In 1970, Forester Dave Aldrich and Fire Researcher Bob Mutch, working with Bitterroot National Forest supervisor Orville Daniels, initiated work on a revolutionary fire management plan for the White Cap drainage of the Selway-Bitterroot Wilderness. Based on their field work, the team recommended and, on August 17, 1972, Chief John McGuire approved, a plan to allow fires to burn without interference in the prescribed management area. The very next day, August 18, lightning ignited a small fire that the team allowed to burn until it extinguished itself – a major milestone in allowing fire to resume its natural place in the landscape.
Forty-five years later, on August 16-18, 2017, the Missoula Fire Sciences Lab hosted a reunion of many of those involved in the original White Cap project. Held in the Paradise Campground in the Bitterroot National Forest, more than 25 researchers, regional foresters, and original alumni of the White Cap study met to remember the events of the early 1970s, and reflect on advances in wilderness fire management. The highlight of the reunion was a barbecue and panel discussion featuring original White Cap participants, Daniels, Mutch, fuels expert Jim Brown, and three of the original field crew who worked with Mutch and Aldrich: Tim Beebe, Ron Milam, and Rick Oberheu (see photo, right, and page 1).

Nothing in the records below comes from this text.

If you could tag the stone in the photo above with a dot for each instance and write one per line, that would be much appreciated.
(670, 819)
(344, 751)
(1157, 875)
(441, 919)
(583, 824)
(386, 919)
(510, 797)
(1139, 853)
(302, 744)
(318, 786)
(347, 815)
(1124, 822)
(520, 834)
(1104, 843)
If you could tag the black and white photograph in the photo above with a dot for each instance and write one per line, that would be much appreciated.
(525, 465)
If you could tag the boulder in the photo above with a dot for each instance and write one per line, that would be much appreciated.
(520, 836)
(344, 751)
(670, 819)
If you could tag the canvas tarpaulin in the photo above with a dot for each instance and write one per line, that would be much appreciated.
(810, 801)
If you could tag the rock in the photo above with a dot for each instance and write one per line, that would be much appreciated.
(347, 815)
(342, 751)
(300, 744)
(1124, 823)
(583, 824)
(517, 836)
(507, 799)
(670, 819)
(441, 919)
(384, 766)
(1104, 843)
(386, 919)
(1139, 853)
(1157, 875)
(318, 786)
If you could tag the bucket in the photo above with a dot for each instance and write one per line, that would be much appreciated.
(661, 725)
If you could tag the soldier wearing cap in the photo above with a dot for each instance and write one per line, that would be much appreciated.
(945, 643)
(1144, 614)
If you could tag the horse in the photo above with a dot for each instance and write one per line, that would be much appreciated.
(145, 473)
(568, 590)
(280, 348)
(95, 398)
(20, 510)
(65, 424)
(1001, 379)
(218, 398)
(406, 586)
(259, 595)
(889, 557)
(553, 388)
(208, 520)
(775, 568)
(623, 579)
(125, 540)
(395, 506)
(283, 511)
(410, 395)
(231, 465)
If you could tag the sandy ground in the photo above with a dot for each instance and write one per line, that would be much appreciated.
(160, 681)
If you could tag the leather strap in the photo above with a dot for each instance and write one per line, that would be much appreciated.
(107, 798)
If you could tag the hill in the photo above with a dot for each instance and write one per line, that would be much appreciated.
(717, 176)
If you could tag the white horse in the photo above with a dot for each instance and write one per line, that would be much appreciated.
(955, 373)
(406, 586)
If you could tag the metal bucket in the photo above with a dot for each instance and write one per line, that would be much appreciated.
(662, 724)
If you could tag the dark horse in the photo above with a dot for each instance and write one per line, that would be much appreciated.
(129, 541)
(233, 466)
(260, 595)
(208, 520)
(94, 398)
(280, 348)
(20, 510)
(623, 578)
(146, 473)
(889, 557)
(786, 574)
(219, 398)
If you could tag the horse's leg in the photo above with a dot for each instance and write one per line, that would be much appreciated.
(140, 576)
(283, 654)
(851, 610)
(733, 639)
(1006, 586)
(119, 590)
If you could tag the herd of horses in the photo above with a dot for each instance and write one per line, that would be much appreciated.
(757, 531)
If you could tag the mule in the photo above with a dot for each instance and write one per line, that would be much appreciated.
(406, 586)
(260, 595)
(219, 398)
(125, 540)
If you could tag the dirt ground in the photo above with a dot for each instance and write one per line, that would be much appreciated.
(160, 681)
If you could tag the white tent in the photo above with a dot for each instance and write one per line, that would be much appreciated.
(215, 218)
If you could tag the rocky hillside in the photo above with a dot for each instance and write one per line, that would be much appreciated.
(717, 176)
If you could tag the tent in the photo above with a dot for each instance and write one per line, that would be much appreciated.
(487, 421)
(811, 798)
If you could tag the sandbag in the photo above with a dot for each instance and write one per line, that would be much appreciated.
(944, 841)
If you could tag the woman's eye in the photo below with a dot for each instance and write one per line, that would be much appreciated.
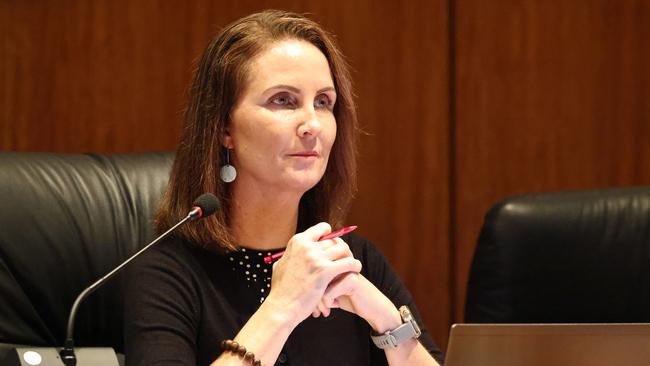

The reunion also served to launch a new study to re-measure fuels in the White Cap. With more than a thousand plots in the original study area, measured as often as three times from 1970 to 1974, FFS Research Ecologist Bob Keane, ALWRI Research Ecologist Carol Miller, and PNW Research Landscape Ecologist Paul Hessburg, Sr., and their crews have started the remeasurement of the White Cap stands to evaluate vegetation and fuel changes over more than 40 years of successful fire policy implementation. These researchers will use the original White Cap field data to create detailed fuels and vegetation GIS layers to represent fuel conditions in 1974, and augment these layers with annual fire severity maps from 1974 to 2014. Crews will use data-gathering techniques that ensure the ability to remeasure the same areas in the future.